Os fregueses vêm e vão. “Isto é de mestres, só errámos uma”, lá saíram da carrinha mais uns com a barriga cheia. Outro aluno pergunta a Joel Amado se há formação exclusiva para VAR. A resposta é negativa, os convites podem surgir quando o árbitro alcança o nível da Liga 3.

Um professor, com os calções do Sporting e uma oratória que não afasta ninguém, explicava a uma turma o valor da arbitragem, tocou na ética e até mencionou remunerações, pois para alguns já pode ser olhado como uma carreira, ainda que a profissionalização esteja por acontecer. Nota-se perfeitamente quando um professor é respeitado. Ou um treinador. Já dizia Julio Velasco, o mago do voleibol: não interessa o que se sabe, mas o que chega aos outros.
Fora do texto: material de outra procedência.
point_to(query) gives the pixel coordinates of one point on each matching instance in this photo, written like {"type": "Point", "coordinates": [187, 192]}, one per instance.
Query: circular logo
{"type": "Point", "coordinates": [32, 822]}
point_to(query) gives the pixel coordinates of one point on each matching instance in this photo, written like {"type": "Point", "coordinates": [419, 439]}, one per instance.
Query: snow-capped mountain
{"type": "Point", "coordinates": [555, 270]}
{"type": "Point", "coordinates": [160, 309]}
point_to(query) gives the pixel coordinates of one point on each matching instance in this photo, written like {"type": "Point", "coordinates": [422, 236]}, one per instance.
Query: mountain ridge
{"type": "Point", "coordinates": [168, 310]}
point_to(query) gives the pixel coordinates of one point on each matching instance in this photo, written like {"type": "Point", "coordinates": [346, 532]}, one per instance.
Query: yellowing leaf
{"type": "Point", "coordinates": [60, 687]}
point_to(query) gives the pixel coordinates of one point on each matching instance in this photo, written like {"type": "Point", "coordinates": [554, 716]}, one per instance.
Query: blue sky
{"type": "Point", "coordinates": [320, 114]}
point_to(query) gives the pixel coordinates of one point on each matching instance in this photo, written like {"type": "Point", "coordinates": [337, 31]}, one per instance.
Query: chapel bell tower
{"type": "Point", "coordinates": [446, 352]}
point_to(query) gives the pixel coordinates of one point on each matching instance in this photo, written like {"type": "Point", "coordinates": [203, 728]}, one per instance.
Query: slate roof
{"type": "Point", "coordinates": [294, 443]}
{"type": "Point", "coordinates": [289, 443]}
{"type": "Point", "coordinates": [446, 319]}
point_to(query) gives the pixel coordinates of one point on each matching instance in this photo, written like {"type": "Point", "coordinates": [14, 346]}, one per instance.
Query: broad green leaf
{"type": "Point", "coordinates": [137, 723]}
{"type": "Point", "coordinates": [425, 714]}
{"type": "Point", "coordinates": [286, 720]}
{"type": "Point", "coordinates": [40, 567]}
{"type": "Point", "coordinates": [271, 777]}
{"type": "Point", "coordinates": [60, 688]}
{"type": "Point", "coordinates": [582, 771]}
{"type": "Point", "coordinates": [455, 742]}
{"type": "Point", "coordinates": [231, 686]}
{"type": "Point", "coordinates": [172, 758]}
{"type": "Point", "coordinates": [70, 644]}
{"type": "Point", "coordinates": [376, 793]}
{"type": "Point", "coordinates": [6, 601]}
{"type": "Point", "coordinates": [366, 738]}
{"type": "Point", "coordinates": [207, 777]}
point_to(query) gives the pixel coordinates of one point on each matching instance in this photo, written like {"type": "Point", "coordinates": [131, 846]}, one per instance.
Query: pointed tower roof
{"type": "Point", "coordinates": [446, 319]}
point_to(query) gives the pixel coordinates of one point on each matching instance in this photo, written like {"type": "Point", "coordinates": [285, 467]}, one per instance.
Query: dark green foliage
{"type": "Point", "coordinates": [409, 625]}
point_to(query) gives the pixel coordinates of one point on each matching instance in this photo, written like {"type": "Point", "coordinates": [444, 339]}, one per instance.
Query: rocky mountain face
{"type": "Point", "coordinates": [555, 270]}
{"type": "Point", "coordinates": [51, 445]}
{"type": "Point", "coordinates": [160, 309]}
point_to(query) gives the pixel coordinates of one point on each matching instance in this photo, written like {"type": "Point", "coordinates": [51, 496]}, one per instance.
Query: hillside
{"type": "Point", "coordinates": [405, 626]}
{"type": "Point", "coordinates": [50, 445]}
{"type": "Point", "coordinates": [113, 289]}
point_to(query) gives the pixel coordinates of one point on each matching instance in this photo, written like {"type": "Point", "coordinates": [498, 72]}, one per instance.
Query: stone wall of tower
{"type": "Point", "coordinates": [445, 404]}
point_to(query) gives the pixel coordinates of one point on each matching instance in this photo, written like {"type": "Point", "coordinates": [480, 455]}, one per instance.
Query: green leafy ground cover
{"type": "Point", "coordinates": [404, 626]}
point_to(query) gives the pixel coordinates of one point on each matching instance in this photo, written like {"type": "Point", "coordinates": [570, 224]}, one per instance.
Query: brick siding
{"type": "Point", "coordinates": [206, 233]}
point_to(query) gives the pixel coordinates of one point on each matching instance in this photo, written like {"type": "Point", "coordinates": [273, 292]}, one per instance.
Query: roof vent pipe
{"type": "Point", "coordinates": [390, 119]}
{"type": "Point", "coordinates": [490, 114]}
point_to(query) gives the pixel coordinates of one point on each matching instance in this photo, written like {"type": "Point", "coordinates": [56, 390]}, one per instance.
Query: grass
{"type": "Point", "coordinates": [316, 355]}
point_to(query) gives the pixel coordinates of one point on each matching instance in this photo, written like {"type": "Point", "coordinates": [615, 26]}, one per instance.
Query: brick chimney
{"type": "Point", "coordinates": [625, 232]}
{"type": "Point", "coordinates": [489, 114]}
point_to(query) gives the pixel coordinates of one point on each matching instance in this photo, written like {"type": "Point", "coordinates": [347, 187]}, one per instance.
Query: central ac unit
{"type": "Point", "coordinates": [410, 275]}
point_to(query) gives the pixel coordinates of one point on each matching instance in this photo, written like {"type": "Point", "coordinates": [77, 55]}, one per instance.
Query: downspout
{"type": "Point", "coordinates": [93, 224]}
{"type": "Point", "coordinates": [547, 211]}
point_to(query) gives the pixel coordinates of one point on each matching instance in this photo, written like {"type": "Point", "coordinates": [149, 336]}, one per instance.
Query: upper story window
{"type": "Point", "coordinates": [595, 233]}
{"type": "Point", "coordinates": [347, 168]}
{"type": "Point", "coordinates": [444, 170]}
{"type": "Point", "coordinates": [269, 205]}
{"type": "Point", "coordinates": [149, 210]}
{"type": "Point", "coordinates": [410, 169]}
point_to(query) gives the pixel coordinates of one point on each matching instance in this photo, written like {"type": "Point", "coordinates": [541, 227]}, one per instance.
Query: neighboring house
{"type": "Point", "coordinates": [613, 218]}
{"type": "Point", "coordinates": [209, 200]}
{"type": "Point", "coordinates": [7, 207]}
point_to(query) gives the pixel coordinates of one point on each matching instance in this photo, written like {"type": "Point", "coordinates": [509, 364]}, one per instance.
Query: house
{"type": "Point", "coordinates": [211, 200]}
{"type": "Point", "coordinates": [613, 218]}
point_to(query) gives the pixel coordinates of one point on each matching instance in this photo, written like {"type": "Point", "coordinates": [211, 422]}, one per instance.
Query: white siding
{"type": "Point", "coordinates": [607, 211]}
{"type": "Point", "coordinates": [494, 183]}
O segundo capítulo desta campanha da ‘Carrinha Arbitragem na Escola” vai acontecer na quinta-feira, a 3 de outubro, na Escola Secundária Viriato, na Estrada Velha de Abraveses, em Viseu, das 10h30 às 16h00.

A chuva miudinha executou, em momentos diferentes, o que planeara há muito o céu cinzento. Quantos terão saído daqui com a vontade de serem árbitros? Mais importante, a quantos amoleceu a carapaça e o verbo na hora de ver um jogo e criticar uma decisão? Quantos se deram conta de que não sabem assim tão bem as regras? Nunca saberemos, mas qualquer pequena vitória é uma vitória.